1st shot big time injection site muscle pain after about 12 hours. 2nd shot much less injection site muscle pain.

third shot? Not a thing felt.


----------



## mch (Nov 22, 2018)

Wait you mean none of you guys died??? I've been reading the coronavirus section of UP and according to those guys, really smart guys, the vaccine kills you.


----------



## NewLyftDriver (Sep 10, 2021)

ColonyMark said:


> Ok I know this isn’t delivery related, but I’m curious how other people felt after Covid vaccination.
> 
> I got my booster 2 days ago and I’m just now starting to feel a little bad. Mostly just feeling very fatigued.
> 
> Anyone else start feeling bad 2 days after the shot?


1st - injection site soreness ~24h
2nd - body aches, chills, mild headache for ~12h, ~10h post-injection. Took 1 day off driving.
3rd - mild headache and body aches for ~8-12h a few hours after injection. Drove through the day, was irritating and slightly uncomfortable but not too severe

Tylenol helped a lot. Bought a big bottle of 500 fast-acting gelcaps from Costco for $13 before 1st dose as prep.


----------



## Jst1dreamr (Apr 25, 2019)

ColonyMark said:


> Ok I know this isn’t delivery related, but I’m curious how other people felt after Covid vaccination.
> 
> I got my booster 2 days ago and I’m just now starting to feel a little bad. Mostly just feeling very fatigued.
> 
> Anyone else start feeling bad 2 days after the shot?


oops, they injected you with omicron by mistake.


----------



## ScoobyDooFan (Oct 25, 2021)

ColonyMark said:


> Ok I know this isn’t delivery related, but I’m curious how other people felt after Covid vaccination.
> 
> I got my booster 2 days ago and I’m just now starting to feel a little bad. Mostly just feeling very fatigued.
> 
> Anyone else start feeling bad 2 days after the shot?


I’ve gotten 3 shots, the first 2 and the booster. I was fine, the Shingles vaccine, my arm was sore for 2 weeks with the first shot, the second shot nothing, no pain.

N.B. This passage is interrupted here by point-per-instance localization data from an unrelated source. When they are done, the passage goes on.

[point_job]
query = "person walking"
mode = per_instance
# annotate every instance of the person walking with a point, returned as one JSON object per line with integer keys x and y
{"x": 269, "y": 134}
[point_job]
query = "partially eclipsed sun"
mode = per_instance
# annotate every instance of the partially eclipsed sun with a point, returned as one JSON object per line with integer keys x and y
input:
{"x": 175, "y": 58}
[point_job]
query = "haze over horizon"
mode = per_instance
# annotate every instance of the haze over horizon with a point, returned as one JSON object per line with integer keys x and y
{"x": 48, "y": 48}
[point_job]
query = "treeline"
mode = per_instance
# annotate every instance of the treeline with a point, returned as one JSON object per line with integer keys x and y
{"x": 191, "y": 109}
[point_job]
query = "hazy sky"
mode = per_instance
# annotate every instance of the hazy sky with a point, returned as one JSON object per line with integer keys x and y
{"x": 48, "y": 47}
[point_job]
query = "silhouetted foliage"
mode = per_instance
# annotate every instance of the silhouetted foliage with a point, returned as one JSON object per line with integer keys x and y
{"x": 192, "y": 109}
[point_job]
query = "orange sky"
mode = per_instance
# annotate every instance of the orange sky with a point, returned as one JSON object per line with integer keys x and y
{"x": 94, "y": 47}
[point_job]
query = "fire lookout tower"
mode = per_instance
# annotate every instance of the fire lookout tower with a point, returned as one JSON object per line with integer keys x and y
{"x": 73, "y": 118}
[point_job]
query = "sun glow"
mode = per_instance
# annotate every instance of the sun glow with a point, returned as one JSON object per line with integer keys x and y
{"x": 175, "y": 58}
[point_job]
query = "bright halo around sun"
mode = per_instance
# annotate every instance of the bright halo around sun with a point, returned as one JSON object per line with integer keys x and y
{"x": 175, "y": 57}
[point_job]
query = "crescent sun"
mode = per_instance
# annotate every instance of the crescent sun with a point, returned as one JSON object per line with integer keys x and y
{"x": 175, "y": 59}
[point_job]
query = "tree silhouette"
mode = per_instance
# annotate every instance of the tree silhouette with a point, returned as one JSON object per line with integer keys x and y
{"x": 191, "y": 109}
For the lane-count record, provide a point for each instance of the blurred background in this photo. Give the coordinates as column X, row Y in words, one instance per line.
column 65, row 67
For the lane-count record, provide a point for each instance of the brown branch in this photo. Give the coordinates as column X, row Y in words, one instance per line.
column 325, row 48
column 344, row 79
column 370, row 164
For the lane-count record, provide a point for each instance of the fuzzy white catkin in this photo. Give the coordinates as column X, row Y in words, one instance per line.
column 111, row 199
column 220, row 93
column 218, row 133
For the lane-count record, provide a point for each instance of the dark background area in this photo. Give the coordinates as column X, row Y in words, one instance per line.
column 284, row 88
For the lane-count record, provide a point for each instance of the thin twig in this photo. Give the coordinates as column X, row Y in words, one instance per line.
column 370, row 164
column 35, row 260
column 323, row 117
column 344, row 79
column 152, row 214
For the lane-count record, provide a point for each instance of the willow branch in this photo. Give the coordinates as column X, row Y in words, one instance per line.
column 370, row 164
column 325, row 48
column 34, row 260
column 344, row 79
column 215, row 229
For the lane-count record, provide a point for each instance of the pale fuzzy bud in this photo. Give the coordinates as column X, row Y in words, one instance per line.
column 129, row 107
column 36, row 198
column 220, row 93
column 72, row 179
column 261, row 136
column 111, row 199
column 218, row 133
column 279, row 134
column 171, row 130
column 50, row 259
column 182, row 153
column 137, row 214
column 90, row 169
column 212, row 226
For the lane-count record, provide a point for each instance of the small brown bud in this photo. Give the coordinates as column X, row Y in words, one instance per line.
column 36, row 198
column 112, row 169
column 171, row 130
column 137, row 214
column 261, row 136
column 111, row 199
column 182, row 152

Feel better.


----------



## ColonyMark (Sep 26, 2019)

mch said:


> Wait you mean none of you guys died??? I've been reading the coronavirus section of UP and according to those guys, really smart guys, the vaccine kills you.


Oh I hope not!


----------



## Rickos69 (Nov 8, 2018)

I've gotten all three Pfizers.
I noticed my penis has gotten much longer.
Other than that, nothing.


----------



## ANT 7 (Oct 14, 2018)

2 x AZ and 2 x Pfizer here.

Zero issues with all four. Not even a sore arm.


----------



## FL_Steve (Dec 17, 2021)

ColonyMark said:


> Ok I know this isn’t delivery related, but I’m curious how other people felt after Covid vaccination.
> 
> I got my booster 2 days ago and I’m just now starting to feel a little bad. Mostly just feeling very fatigued.
> 
> Anyone else start feeling bad 2 days after the shot?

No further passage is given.